O que é o acaso objectivo? Claudio Willer, que relata muitos, sucedidos a ele e a outros poetas, tenta explicá-los, e até como fenómenos alheios ao sobrenatural, mas não creio que o tenha conseguido, ou a explicação ficaria retida na memória. O fenómeno pode até ser natural, mas não é explicável pela lei das probabilidades nem por nenhuma das disciplinas da História Natural. Mil vezes já fui pensando nas contas que preciso de pagar no multibanco, sem nunca ter dado por elas pagas antes de puxar eu os cordões à bolsa, e muito mais raramente acontece ir pensando em alguém estranho à geografia dos meus circuitos e esse alguém surgir de repente ao dobrar a esquina. Já todos devemos ter tido estas experiências.Como se explicam? Não faço ideia, e se soubesse não o revelaria. Sei que isso acontece, só acontece em períodos especiais, quando estamos absorvidos emocionalmente, muito concentrados. E então surge algo na periferia da atenção - ou da distracção - que Claudio Willer remete para o "olhar de soslaio" nos livros de André Breton. É preciso um pathos para activar a recepção.

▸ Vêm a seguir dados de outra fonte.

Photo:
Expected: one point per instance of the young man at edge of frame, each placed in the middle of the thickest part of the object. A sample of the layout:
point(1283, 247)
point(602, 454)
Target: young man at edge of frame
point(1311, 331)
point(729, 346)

Isso que acontece é uma revelação, um facto que irrompe no presente vindo do passado ou do futuro, como os encontros de Willer com Augusto Peixoto, ou como o seu livro, "Dias Circulares", voltado às mãos do autor após a morte de Augusto, com a sua inquietante dedicatória e o seu premonitório título. São poderes relacionados com a comunicação, vêm de dentro e de fora e chocam uns contra os outros, produzindo o maravilhoso. Mas terão origem linguística? Claro que os poetas trabalham com as palavras, falam às aves, podemos mesmo maiscular a Palavra e falar de Verbo, mas este Verbo e esta Palavra são redutíveis a signos linguísticos? Se fossem, toda a literatura seria magia e não é. O que existe na matéria verbal susceptível de produzir aquilo que em geral é do domínio da magia? Talvez o som. Não é a poesia encantatória muitas vezes anterior à escrita? E essas práticas poéticas com signos sem significado não serão algo equivalente a um tan-tan, ao rufar de um tambor?

É o mundo da analogia o explorado pelo autor na sua volta. Talvez no surrealismo mais do que em qualquer outro núcleo congregador de artistas, alquimia e ocultismo estejam embrenhados na poesia a ponto de a destrinça ser impraticável. "Talvez nós, os escritores, ainda venhamos a ser os verdadeiros detentores do saber hermético" - escreve Claudio Willer. E não seremos já detentores de algum poder mágico?

É importante ventilar estes assuntos, numa época ainda tão rígida e unidimensional como a nossa, em que se desprezam modos de conhecimento alheios ou mesmo hostis ao lençol branco da racionalidadezinha - admitindo que esta exista. A poesia é um deles, exactamente como ao vedor se revela a presença da água na vibração de dois ramos de árvore. Mas é um conhecimento perigoso, porque não abre a porta para uma tranquilidade dourada. Como a biografia de tantos poetas revela, a luz pode cegar, matar ou levar à loucura. Não devemos estar preparados para lidar com aquilo que ainda não dominamos, seja lá o que for - o inconsciente, outra qualquer fonte de energia, ou Deus.

Este fascinador e belo livro de Claudio Willer não é decerto acessível a todos os cibernautas. Mas no dia 13 de Maio o autor apresentará a conferência inaugural do V Colóquio Internacional "Discursos e Práticas Alquímicas", aqui, no TriploV. E então os leitores poderão apaziguar alguma da sua sede pelo assunto, pois é da qualidade de mago do poeta que ele vai falar.